Bakanlar değişiyor çünkü öyle?

MUZAFFER YURTTAŞ (Manisa) - Bizde bakan çok.

SEYFETTİN YILMAZ (Devamla) - Bakan çok sizde ama bu konuya, orman köylüsüne gelince kimsenin ilgilendiği yok. Eğer burada sarrafları, altıncıları konuşsaydık Maliye Bakanı ve ilgili bakanlar otururdu ama burada ilgili bakanlar yok, reklam peşindeler.

MUZAFFER YURTTAŞ (Manisa) - Bakan var orada.

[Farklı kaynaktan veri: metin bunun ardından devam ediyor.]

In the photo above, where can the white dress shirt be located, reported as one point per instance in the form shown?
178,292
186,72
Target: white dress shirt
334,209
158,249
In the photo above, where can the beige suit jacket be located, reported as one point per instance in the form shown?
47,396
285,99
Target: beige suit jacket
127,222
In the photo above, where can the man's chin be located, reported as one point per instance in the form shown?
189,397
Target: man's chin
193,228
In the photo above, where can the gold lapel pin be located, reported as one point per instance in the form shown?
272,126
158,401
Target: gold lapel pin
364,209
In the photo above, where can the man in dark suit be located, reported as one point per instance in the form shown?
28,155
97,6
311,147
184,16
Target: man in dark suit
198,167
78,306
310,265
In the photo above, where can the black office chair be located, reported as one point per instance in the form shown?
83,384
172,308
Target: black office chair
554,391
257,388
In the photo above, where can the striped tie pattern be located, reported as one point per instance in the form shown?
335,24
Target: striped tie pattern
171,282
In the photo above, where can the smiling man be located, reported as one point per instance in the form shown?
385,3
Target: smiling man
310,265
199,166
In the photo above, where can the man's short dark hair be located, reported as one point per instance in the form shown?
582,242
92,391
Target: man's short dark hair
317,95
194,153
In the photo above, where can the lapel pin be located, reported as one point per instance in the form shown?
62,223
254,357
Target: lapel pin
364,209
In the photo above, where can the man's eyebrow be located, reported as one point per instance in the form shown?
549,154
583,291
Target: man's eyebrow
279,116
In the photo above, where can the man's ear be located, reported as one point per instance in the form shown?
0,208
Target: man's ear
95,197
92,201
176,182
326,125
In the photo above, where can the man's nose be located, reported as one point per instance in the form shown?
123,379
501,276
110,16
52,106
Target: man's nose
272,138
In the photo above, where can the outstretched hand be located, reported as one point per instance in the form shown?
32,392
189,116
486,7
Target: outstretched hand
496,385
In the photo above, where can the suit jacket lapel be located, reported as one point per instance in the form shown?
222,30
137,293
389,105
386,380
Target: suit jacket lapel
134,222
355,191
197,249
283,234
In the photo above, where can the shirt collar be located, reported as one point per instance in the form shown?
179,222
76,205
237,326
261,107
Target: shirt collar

SEYFETTİN YILMAZ (Devamla) - Sayın Vekil,  sen ikide bir laf atma, sen orman köylüsünden de anlamazsın, orman köyünün derdinden de anlamazsın.

MUZAFFER YURTTAŞ (Manisa) - Ben de orman köylüsüyüm.

SEYFETTİN YILMAZ (Devamla) - Buradan soruyorum, Sayın Vekil, sana soruyorum: Şimdi? (AK PARTİ sıralardan "Bağırmadan konuş" sesleri)

Bağırırım, orman köylüsünün hakkı olursa bağırırım. Orman köylüsünün hakkını savunacağım.

Ben sana soruyorum: Kamışlı'da 30 bin lira dönümüne belirlenen yeri o orman köylüsü nasıl alacak? Haberin var mı?

MUZAFFER YURTTAŞ (Manisa) - Ben orman köylüsüyüm.

MEHMET GÜNAL (Antalya) - Sen zengin köylüsün!

MUZAFFER YURTTAŞ (Manisa) - Ben orman köylüsüyüm. 

SEYFETTİN YILMAZ (Devamla) - Senin tuzun kuru. Sen orman köylüsü olsan bu şekilde davranmazdın. Evet, hiç sen germe. Sen benim muhatabım değilsin.

BAŞKAN - Sayın Yılmaz, karşılıklı konuşmayın.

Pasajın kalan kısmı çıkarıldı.